How to become a world famous, fabulously successful writer (part 3)

The Right Voice Can Make Your Story Sing!


By Richard H. Weiss
Copyright Richard H. Weiss, 2003
All rights reserved

Gather round. It's story time. Let's read aloud the beginning from Stephen King's book, "The Girl Who Loved Tom Gordon." Listen to his voice:

"The world had teeth and it could bite you with them anytime it wanted. Trisha McFarland discovered this when she was nine years old. At ten o'clock on a morning in early June she was sitting in the back seat of her mother's Dodge Caravan, wearing her blue Red Sox batting practice jersey (the one with 36 GORDON on the back) and playing with Mona, her doll. At 10:30 she was lost in the woods. By 11 she was trying not to be terrified, trying not to let herself think, 'This is serious, this is very serious.' Trying not to think that sometimes when people got lost in the woods they got seriously hurt. Sometimes they died."

Sounds pretty creepy, doesn't it? Stephen King has a creepy voice. But it's also kind of familiar. It's the voice of a 9-year-old girl who's afraid she might die. King can write out of both sides of his mouth. That's one reason he's a world-famous, fabulously wealthy writer. And we're not . . . not yet.

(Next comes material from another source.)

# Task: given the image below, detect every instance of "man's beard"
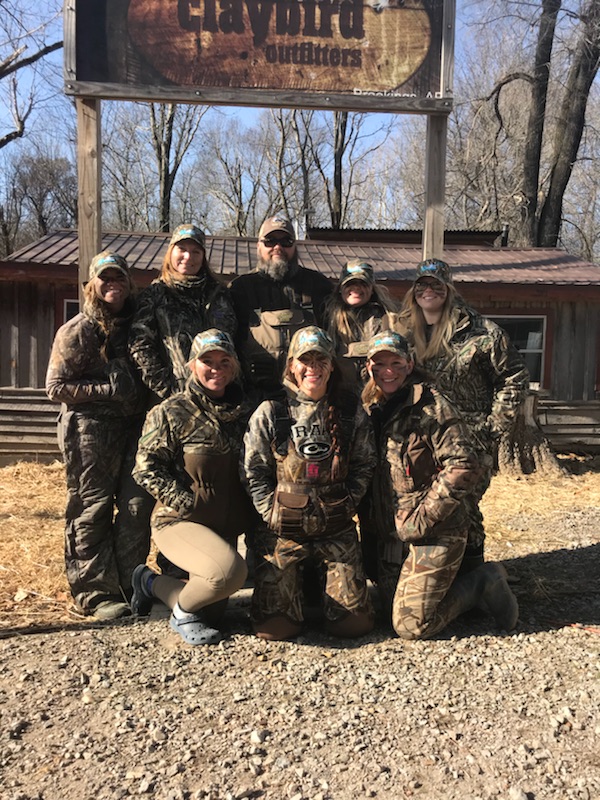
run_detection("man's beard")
[258,253,298,283]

You've got a writer's voice.

We all do. Your might think of your voice as the way you sound when you're with your friends. You've probably got another voice for your parents and one for your teachers.

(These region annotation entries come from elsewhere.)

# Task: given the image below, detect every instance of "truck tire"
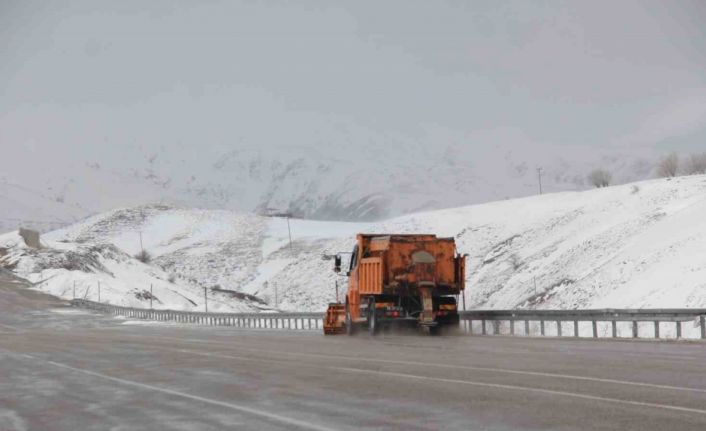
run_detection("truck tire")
[368,299,380,337]
[345,300,355,335]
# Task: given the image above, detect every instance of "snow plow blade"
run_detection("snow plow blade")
[324,303,346,335]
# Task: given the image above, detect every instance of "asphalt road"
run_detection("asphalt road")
[0,282,706,431]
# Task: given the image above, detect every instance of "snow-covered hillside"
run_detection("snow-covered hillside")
[0,143,657,232]
[0,176,706,310]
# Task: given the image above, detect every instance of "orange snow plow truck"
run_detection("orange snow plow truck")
[324,234,466,335]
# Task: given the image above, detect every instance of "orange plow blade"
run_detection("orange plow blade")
[324,303,346,335]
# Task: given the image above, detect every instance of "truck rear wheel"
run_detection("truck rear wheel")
[345,300,355,335]
[368,299,379,336]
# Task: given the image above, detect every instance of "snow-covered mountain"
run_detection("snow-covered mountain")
[0,141,656,231]
[0,176,706,310]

Every story needs to have its own voice, depending on the circumstances in the story.

Messing around with your voice is one of the best parts of writing. You may have noticed my voice in this story. It's the sound of a 51-year-old guy trying to sound slightly hip like a teenager. You may have found this kind of engaging. It might also have annoyed you.

"Who does he think he is?" You might have asked yourself. That's a concern when it comes to voice. You don't want your voice to be so obnoxious that your readers get tired of hearing it.

For that reason, many excellent writers have quiet, soothing voices.

E.B. White was like that. His voice is gentle and conversational. Here's his introduction to Stuart Little. Notice, though, that he's writing about something that's wildly absurd:

"When Mrs. Frederick C. Little's second son arrived, everybody noticed that he was not much bigger than a mouse. The truth of the matter was, the baby looked very much like a mouse in every way. He was only about two inches high; and he had a mouse's sharp nose, a mouse's tail, a mouse's whiskers, and the pleasant shy manner of a mouse. Before he was many days old he was not only looking like a mouse but acting like one too - wearing a gray hat and carrying a small cane. Mr. And Mrs. Little named him Stuart and Mr. Little made him a tiny bed out of four clothes pins and a cigarette box."

How does White make his voice so soothing? Well, for one thing, he doesn't use any big words. Nor is he hip.

Notice how he calls Stuart's parents, Mr. and Mrs.? He also uses what we call figures of speech like "The truth of the matter . . . " In that way, White makes us forget - at least for a moment - that people can't have mice for babies. By using everyday language, he makes it sound like the most natural thing in the world.

J.D. Salinger writes in an entirely different voice as he introduces Holden Caulfield in his classic novel "Catcher in the Rye." Here's Holden:

"If you really want to hear about it, the first thing you'll probably want to know is where I was born, and what my lousy childhood was like, and how my parents were occupied and all before they had me, and all that David Copperfield kind of crap, but I don't feel like going into it, if you want to know the truth. In the first place, that stuff bores me, and in the second place, my parents would have about two hemorrhages a piece if I told anything pretty personal about them."

Sound like someone you know? Holden is 16.

You might be interested to know that Salinger wrote this book in 1945 (it was published in 1951). Like eons ago. Ever since, countless authors have been trying to give their young characters the same kind of edgy voice that sounds exactly how kids think and talk.